A disturbing trend has emerged over the last few years where intelligent people confuse what law ought to be and what law actually is.  This confusion is usually found in courts that do not understand or choose to ignore their constitutional roles, but not always.

The ongoing saga of Roland Burris is an excellent example of confusion between the rule of law and what people think ought to happen.  As we all know, Democrat Illinois Governor Rod Blagojevich recently appointed Democrat Roland Burris to fill Barack Obama’s vacant Senate seat until the next election.  Not wanting a candidate vulnerable to being attached to Blago in 2010, Harry Reid and the Senate Democrats have repeatedly threatened to refuse to seat Burris.  The rationale is that because Blago is tainted any appointment he makes is tainted.  This misses the point.

The issue is not whether Burris is tainted by his relationship to Blago (he is), but whether the law requires Burris to be seated.  Under Illinois law, when a United States Senate seat is vacant, the Governor is required to nominate a temporary replacement until an election can be held to fill the remainder of the former Senator’s term.  The fact that Blago is unpopular, corrupt, tainted, or a whisker away from impeachment does not change the fact that the man is still Governor under Illinois law.  The appointment may be revolting and something no one wants, but it is legal.

Refusing to seat Burris under these circumstances however, is illegal.  The Constitution allows the Senate to determine the election, qualifications, or returns of a new member; however, it does not permit the Senate to reject a potential member because it is appalled by the Governor who nominated that potential member.  Even the Supreme Court recognized, in Powell v.

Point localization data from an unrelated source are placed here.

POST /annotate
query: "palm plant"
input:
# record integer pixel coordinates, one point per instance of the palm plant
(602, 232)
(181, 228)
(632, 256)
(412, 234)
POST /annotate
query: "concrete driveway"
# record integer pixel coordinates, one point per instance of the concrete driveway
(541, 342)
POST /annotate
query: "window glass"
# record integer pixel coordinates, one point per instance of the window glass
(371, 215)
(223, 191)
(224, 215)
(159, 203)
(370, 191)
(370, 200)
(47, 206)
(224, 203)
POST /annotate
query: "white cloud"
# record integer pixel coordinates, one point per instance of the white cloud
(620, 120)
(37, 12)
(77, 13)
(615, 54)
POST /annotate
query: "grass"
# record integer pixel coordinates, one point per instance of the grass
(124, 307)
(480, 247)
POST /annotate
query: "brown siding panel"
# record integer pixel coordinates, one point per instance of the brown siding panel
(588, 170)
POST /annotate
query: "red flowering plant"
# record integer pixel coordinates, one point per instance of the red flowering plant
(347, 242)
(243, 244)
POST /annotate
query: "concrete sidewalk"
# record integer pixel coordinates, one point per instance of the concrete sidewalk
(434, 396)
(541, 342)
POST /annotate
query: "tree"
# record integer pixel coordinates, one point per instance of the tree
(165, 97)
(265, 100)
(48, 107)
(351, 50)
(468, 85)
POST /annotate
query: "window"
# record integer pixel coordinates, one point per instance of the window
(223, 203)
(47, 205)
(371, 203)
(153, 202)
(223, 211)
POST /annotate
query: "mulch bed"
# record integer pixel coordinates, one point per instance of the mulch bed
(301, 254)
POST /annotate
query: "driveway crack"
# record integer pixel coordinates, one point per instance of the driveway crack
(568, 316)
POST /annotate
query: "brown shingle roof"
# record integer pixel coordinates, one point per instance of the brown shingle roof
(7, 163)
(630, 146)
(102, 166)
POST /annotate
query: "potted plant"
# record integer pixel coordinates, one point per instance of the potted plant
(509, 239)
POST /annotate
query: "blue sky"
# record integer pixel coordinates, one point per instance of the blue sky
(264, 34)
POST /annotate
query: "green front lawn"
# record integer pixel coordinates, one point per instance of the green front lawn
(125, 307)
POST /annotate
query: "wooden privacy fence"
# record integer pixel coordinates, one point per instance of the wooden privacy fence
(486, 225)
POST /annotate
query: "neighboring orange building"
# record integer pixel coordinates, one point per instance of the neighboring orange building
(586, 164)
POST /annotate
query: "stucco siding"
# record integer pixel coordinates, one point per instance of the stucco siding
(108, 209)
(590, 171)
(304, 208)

McCormack, that a House’s power to refuse to seat a member is limited to those situations outlined in the Constitution.  Refusing to seat a Senator based on the feelings (even legitimate ones) of other Senators or any other reason is no excuse to ignore the requirements of law.

In a representative democracy, proposed policies and procedures are subjected to various stages of debate before they are either rejected or implemented into law in one form or another.  Sometimes your proposals carry the day and sometimes they don’t.  That’s democracy.  Ignoring the results of prior debates (i.e. laws) undermines the very system we claim to love.  The Senate should seat Burris.  If the Democrats do not want him in the Senate, then they should not nominate him in 2010.